Freezing (at –70 ° C and –196 ° C) and lyophilization 1-4 are classified in the first of these categories as techniques that minimize the risk of genetic change in cells and keep them viable for 10 years or more. , advantages that have conditioned its extensive use to preserve dissimilar biological materials (cultures of fungi, bacteria and yeasts, algae, serum, blood cells, among others) and that are recognized as techniques of choice. The high cost of the equipment used by these methods makes it difficult to implement them in many institutions, which sometimes make use of the maintenance and conservation services through these, which provide recognized crop collections.

In the medium term, it is the term that groups the techniques with which it is possible to maintain the viability of the crops between 2 and 5 years. Desiccation in this group stands out in different supports (sand, silica gel, glass beads) where growth is paralyzed by elimination of available water , 1-3,9) as well as storage in soil, liquid paraffin and suspension in sterile water (distilled or sea), well-documented methods especially for fungi.

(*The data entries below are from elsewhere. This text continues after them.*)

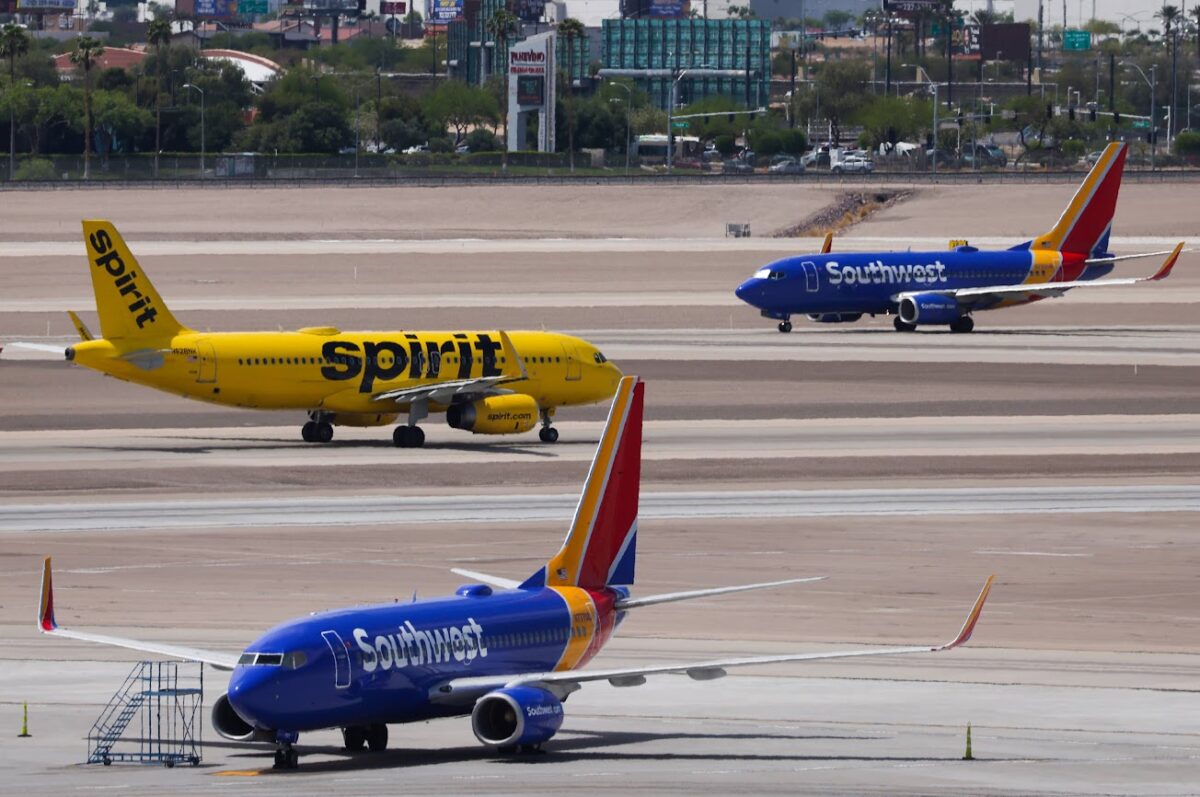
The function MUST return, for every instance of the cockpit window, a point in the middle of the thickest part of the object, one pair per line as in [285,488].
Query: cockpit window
[263,659]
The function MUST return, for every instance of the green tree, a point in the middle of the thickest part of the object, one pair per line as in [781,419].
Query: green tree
[460,106]
[13,42]
[84,55]
[159,37]
[570,29]
[843,90]
[118,120]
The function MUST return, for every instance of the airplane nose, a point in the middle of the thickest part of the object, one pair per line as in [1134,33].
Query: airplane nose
[253,694]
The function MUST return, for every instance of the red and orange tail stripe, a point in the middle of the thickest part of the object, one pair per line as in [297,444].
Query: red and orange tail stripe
[1168,264]
[607,510]
[1090,213]
[46,609]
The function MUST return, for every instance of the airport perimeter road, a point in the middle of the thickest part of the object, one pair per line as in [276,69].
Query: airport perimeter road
[360,510]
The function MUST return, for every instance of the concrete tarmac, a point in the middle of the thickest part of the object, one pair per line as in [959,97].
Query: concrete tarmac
[1056,447]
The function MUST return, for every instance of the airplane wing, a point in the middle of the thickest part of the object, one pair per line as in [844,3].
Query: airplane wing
[47,625]
[444,393]
[465,690]
[970,297]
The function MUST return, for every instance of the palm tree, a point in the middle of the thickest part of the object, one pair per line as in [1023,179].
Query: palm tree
[570,29]
[503,24]
[159,36]
[84,55]
[13,42]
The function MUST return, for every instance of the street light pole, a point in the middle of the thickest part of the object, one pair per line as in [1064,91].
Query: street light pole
[189,85]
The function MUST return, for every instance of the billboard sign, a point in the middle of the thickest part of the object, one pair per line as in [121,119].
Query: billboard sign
[1007,42]
[215,9]
[1077,40]
[46,5]
[443,11]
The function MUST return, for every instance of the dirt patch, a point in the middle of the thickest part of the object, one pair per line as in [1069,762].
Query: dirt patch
[846,211]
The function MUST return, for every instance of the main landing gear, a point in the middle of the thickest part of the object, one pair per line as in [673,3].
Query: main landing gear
[547,433]
[317,430]
[373,737]
[286,756]
[963,324]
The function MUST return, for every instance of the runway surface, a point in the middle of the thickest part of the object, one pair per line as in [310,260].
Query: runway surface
[1057,447]
[510,508]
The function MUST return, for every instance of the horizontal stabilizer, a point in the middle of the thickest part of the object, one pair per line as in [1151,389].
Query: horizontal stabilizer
[671,597]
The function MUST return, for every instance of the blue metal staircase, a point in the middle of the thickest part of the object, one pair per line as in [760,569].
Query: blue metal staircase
[162,708]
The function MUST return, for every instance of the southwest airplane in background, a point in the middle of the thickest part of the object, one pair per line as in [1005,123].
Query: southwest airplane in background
[507,657]
[486,382]
[939,288]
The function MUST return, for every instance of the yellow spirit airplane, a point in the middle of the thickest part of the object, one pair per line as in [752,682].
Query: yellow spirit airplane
[485,382]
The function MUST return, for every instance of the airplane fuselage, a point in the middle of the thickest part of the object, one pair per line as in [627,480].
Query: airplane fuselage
[870,282]
[339,372]
[384,663]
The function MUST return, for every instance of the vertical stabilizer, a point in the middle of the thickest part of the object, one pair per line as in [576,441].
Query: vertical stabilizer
[129,306]
[1087,221]
[600,546]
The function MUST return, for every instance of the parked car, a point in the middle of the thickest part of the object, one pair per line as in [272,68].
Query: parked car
[786,166]
[852,163]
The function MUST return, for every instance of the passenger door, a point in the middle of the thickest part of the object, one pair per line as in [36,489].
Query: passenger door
[810,276]
[341,659]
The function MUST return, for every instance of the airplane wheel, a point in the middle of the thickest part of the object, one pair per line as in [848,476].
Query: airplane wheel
[408,437]
[963,324]
[354,737]
[377,737]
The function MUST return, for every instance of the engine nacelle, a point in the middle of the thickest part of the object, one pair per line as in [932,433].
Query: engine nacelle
[516,715]
[834,318]
[232,726]
[495,415]
[929,309]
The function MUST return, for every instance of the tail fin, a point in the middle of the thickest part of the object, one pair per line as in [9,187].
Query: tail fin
[601,545]
[129,306]
[1085,225]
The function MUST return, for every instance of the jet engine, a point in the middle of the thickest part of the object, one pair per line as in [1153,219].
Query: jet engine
[834,318]
[232,726]
[516,715]
[929,309]
[495,415]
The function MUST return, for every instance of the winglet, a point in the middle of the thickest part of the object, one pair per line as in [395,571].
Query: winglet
[1168,264]
[514,367]
[972,618]
[84,333]
[46,609]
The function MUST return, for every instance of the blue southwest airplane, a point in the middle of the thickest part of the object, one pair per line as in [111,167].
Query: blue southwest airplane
[507,657]
[940,288]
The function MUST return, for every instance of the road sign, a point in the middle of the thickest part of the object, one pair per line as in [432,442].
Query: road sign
[1077,40]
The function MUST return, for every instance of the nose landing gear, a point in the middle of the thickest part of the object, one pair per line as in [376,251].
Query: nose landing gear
[547,433]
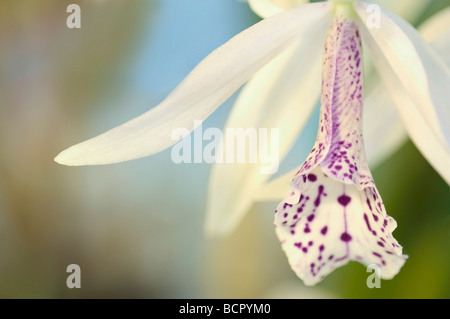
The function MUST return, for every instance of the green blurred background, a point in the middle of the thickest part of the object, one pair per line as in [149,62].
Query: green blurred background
[136,228]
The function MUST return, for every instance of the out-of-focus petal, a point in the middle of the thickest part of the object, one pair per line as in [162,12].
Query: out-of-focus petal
[407,9]
[383,129]
[436,30]
[432,147]
[201,92]
[276,189]
[268,8]
[384,132]
[280,96]
[401,52]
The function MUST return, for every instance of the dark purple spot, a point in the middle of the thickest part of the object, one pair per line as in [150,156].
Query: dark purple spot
[344,200]
[317,201]
[346,237]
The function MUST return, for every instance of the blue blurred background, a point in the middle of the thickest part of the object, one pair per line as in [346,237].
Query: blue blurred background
[136,228]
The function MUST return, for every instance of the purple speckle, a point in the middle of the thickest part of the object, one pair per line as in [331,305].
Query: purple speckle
[344,200]
[346,237]
[376,254]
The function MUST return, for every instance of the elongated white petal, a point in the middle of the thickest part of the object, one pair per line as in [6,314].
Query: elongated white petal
[268,8]
[397,46]
[436,26]
[264,8]
[334,213]
[420,132]
[331,223]
[276,189]
[383,129]
[201,92]
[436,30]
[409,10]
[280,97]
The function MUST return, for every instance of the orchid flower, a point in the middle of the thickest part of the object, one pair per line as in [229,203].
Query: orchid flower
[333,213]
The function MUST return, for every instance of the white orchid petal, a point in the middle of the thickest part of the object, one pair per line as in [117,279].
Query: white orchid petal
[332,223]
[276,189]
[264,8]
[281,96]
[436,30]
[396,45]
[383,130]
[436,26]
[334,212]
[420,132]
[201,92]
[268,8]
[409,10]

Periodic reseeding is a technique that allows the survival of crops in short periods of time, which is why it is recognized as a short-term conservation method.2,9 It is based on transferring the crop from the dry medium to a fresh one, providing the conditions optimal growth, which determines the high risk of contamination and variability of the characteristics of the strains, which are its main disadvantages.

Finally, it is frequent to find that a preservation technique is more effective for one microbial group than for another, which indicates that in addition to considering the above aspects, it is necessary to review the available literature on the microorganisms in question and the maintenance alternatives used, and adapt them to the real situation of the organization. We can therefore highlight that there is no universal technique to properly conserve all microorganisms.